No dia 4 de abril, o empresário Ivson da Silva Lopes, a esposa dele e os dois filhos – um menino de 11 anos e a pequena Isabella, de 4, compraram ingressos para o Circo Tihany Spetacular, localizado na Avenida Paralela, em Salvador. Pagando R$ 100 por cada passaporte destinado à área vip, a família Lopes se preparava para assistir ao que é divulgado como sendo um grande espetáculo.

“Sentamos na fila 6, assentos 19-21-23 e 25 (Assentos Preferencial Frontal). Quando começou o espetáculo,minha filha Isabella ficou sentada no colo da minha esposa e, ao levantar-se para sentar em sua cadeira, ao lado, ao colocar os pés no chão, gritou : "- Ai mamãe, meu pé!" , disse Ivson.
Segundo o pai da criança, Isabella retornou ao colo da mãe reclamando que o pé doía muito e coçava o local intensamente. “Após cinco minutos ela pediu que tirássemos a sandália dela, pois o pé estava doendo muito. Continuamos assistindo ao espetáculo, mas, com o passar do tempo, Isabella ia ficando mais agitada, e começou a chorar incessantemente, quando resolvemos deixar o circo ao término da 1ª parte da apresentação”, contou.

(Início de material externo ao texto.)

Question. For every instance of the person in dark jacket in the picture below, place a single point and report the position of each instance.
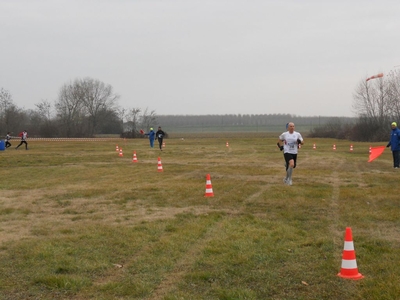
(151, 134)
(394, 143)
(24, 136)
(160, 136)
(8, 138)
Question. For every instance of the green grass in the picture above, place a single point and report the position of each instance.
(73, 213)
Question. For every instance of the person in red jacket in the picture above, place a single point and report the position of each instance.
(24, 136)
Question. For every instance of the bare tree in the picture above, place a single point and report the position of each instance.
(97, 97)
(148, 118)
(69, 109)
(11, 116)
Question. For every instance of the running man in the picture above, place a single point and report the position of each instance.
(290, 141)
(24, 136)
(8, 138)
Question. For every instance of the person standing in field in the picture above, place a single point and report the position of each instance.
(8, 138)
(290, 141)
(24, 136)
(151, 134)
(394, 143)
(160, 136)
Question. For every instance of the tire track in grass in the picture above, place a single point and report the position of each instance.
(183, 266)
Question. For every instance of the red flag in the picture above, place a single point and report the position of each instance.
(376, 152)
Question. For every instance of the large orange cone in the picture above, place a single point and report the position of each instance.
(209, 192)
(134, 158)
(160, 169)
(349, 268)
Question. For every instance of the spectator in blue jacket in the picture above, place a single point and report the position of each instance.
(152, 136)
(394, 143)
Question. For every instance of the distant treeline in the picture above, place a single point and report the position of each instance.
(246, 120)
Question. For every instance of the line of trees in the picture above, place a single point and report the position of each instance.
(88, 107)
(84, 108)
(376, 104)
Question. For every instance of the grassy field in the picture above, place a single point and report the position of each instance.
(77, 221)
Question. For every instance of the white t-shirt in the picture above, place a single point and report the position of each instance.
(290, 141)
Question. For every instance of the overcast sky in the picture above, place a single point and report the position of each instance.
(302, 57)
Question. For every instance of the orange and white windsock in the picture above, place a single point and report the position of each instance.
(380, 75)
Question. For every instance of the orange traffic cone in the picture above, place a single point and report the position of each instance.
(134, 158)
(349, 268)
(160, 169)
(209, 192)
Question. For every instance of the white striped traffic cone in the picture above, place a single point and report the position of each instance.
(349, 268)
(159, 167)
(209, 191)
(134, 158)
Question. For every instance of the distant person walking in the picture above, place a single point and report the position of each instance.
(8, 138)
(290, 141)
(24, 136)
(394, 143)
(160, 136)
(151, 134)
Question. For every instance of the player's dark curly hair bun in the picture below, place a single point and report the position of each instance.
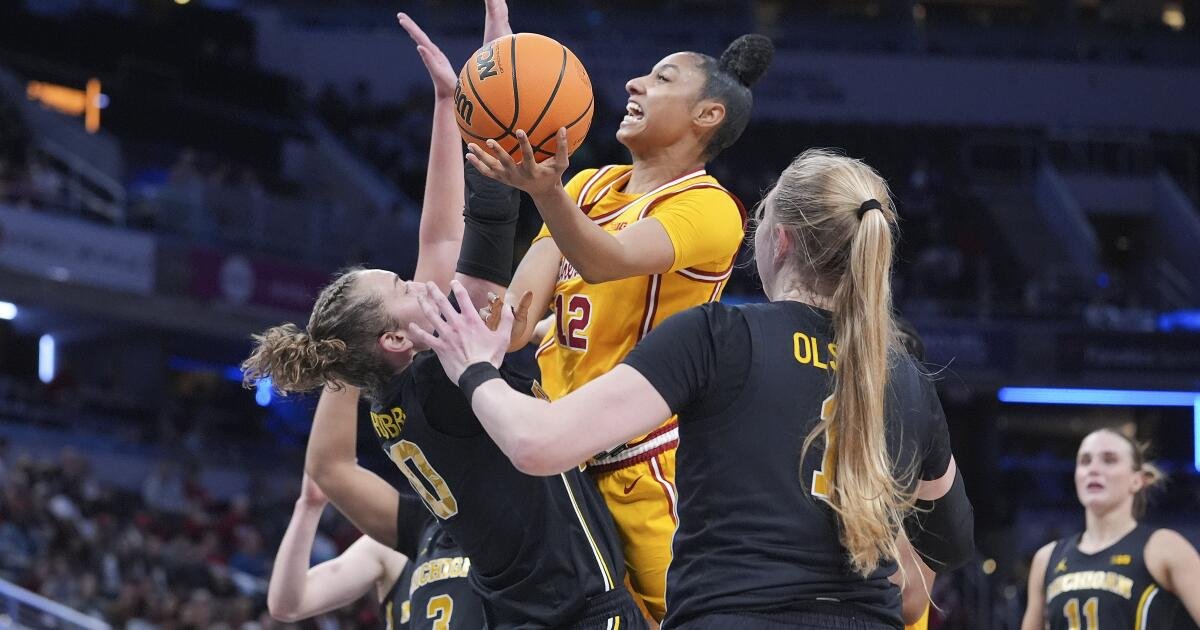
(729, 81)
(748, 58)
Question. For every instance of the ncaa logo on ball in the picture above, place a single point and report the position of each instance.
(485, 63)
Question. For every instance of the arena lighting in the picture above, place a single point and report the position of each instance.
(263, 391)
(71, 101)
(46, 358)
(1113, 397)
(1173, 16)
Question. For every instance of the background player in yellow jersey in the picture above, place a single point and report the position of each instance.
(654, 238)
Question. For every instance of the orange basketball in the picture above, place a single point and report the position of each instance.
(523, 82)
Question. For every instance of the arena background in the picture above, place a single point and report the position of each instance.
(175, 174)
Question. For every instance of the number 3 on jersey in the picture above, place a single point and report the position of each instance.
(424, 479)
(571, 319)
(822, 478)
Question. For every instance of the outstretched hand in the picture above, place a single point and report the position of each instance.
(441, 71)
(460, 339)
(529, 177)
(496, 24)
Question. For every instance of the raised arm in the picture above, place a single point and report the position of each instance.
(442, 227)
(916, 581)
(297, 592)
(331, 460)
(540, 438)
(1036, 603)
(942, 526)
(643, 249)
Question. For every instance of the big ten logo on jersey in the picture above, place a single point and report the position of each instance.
(389, 425)
(485, 63)
(461, 103)
(441, 569)
(808, 352)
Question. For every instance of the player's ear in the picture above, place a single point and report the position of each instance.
(783, 244)
(395, 341)
(708, 114)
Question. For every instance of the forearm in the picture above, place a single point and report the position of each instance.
(521, 426)
(334, 436)
(286, 589)
(593, 252)
(442, 225)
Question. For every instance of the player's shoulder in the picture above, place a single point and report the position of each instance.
(594, 177)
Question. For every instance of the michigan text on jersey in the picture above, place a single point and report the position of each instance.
(1091, 580)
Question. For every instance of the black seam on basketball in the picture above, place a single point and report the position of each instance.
(553, 93)
(568, 126)
(471, 83)
(516, 94)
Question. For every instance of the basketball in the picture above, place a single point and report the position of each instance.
(523, 82)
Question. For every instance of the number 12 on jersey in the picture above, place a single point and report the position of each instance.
(573, 315)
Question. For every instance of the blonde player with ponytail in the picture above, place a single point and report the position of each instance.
(808, 438)
(1117, 573)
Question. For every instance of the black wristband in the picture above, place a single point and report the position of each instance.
(475, 376)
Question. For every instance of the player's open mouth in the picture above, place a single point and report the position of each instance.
(633, 113)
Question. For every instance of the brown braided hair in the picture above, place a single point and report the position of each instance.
(340, 343)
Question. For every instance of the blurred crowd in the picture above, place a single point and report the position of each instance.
(166, 557)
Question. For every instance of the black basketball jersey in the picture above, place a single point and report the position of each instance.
(539, 546)
(749, 383)
(1110, 588)
(438, 594)
(394, 607)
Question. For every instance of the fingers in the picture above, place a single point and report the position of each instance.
(562, 159)
(424, 337)
(505, 323)
(414, 31)
(527, 159)
(491, 312)
(485, 162)
(430, 309)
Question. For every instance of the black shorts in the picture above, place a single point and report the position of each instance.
(786, 621)
(612, 611)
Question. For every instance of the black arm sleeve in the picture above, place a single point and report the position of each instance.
(936, 457)
(491, 226)
(942, 531)
(679, 358)
(412, 517)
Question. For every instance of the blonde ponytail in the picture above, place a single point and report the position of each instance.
(845, 246)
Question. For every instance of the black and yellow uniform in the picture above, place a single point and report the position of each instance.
(1110, 588)
(394, 607)
(437, 594)
(544, 551)
(759, 547)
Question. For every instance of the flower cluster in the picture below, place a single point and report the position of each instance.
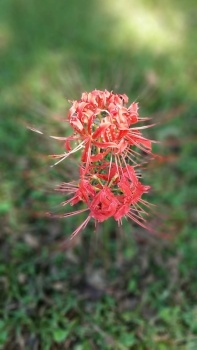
(112, 150)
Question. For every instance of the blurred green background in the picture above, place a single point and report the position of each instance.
(110, 289)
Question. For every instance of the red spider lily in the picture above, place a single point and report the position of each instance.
(100, 119)
(107, 190)
(111, 148)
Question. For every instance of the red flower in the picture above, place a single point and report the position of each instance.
(105, 132)
(103, 205)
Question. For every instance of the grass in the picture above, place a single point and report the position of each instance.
(110, 289)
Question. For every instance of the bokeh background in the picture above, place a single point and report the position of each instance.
(114, 288)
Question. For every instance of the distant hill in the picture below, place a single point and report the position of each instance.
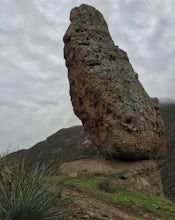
(65, 145)
(167, 164)
(74, 143)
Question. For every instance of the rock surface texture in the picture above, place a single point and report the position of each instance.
(124, 122)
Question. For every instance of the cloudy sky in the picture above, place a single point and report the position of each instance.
(34, 90)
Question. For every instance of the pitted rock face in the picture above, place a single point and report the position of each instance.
(124, 122)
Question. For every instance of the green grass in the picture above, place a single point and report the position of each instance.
(25, 194)
(121, 195)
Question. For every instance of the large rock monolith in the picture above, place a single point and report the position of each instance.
(124, 122)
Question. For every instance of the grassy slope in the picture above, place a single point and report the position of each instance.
(62, 147)
(157, 206)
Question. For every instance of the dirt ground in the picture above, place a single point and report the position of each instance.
(97, 209)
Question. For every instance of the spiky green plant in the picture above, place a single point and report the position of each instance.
(25, 194)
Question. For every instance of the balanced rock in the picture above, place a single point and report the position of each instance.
(124, 122)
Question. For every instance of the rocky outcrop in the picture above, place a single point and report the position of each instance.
(138, 175)
(114, 108)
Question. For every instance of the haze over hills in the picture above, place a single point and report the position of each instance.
(74, 143)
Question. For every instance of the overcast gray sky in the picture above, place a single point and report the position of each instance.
(34, 90)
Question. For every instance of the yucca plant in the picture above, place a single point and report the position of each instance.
(25, 194)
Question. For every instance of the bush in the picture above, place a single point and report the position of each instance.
(25, 194)
(106, 186)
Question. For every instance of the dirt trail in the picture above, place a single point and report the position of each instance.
(97, 209)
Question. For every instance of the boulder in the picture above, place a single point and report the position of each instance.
(124, 122)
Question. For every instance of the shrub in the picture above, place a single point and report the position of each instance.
(106, 186)
(25, 194)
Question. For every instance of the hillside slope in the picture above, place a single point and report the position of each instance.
(74, 143)
(167, 163)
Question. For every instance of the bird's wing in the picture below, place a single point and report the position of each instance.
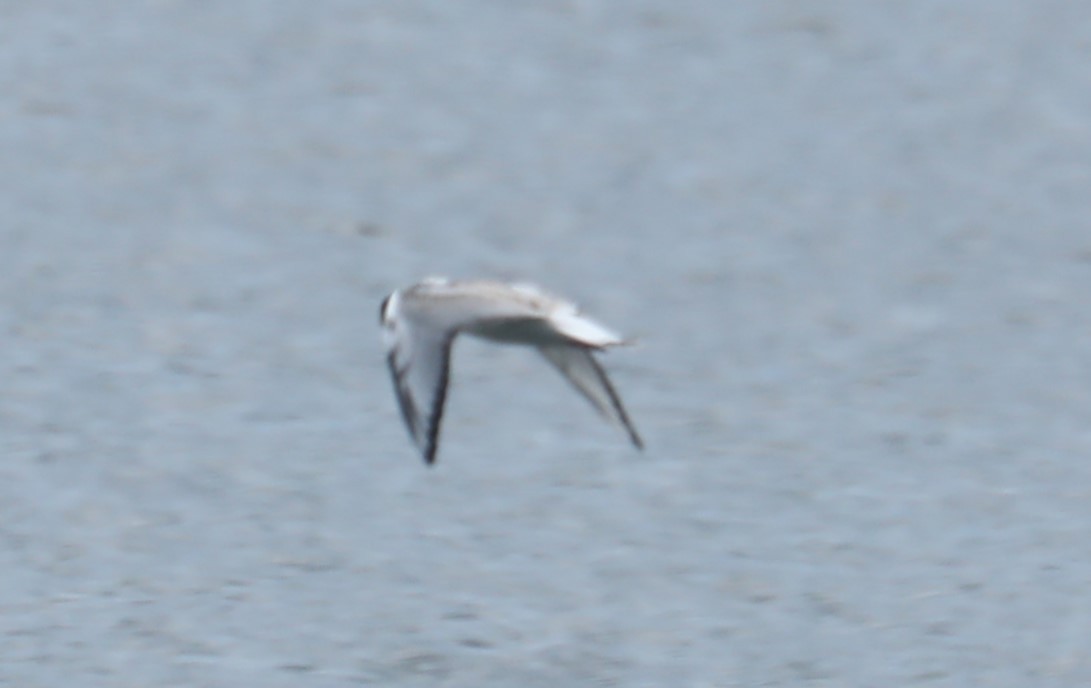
(419, 359)
(579, 367)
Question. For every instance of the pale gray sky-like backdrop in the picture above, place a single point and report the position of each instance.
(851, 238)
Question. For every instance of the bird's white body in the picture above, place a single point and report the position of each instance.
(420, 323)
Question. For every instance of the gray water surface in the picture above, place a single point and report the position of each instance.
(851, 240)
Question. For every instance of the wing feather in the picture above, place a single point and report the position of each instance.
(420, 364)
(579, 367)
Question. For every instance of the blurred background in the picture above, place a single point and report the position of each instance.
(851, 240)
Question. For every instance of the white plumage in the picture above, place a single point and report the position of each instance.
(421, 322)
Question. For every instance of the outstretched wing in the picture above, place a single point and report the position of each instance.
(579, 367)
(420, 360)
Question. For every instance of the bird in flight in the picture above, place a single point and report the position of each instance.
(420, 324)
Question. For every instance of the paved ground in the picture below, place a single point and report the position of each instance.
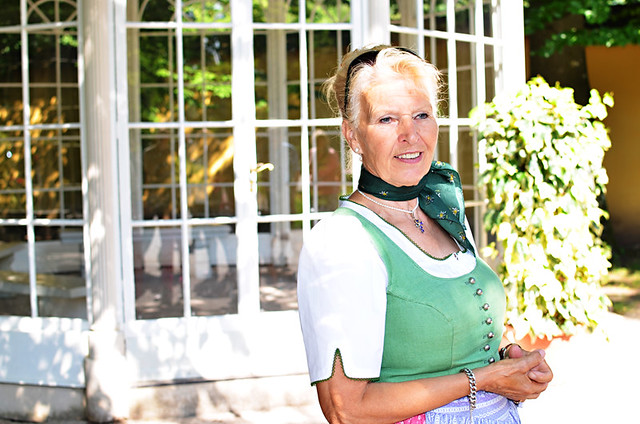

Ivson disse que a menina não conseguia andar e saiu carregada do Tihany. “ Neste momento percebemos o seu pé bastante inchado e visualizamos uma picada, quando resolvemos levá-la rapidamente à emergência do Hospital Aliança, dando entrada às 23h,onde foram feitos vários exames clínicos e laboratoriais. Assim, constatou-se alterações em seu sangue e visualmente uma picada no pé com hematoma de coloração roxa,quando foi diagnosticado em conjunto com o CIAVE ( Hospital Roberto Santos), que se tratava de acidente ofídico do tipo botrópico ( Cobra)”.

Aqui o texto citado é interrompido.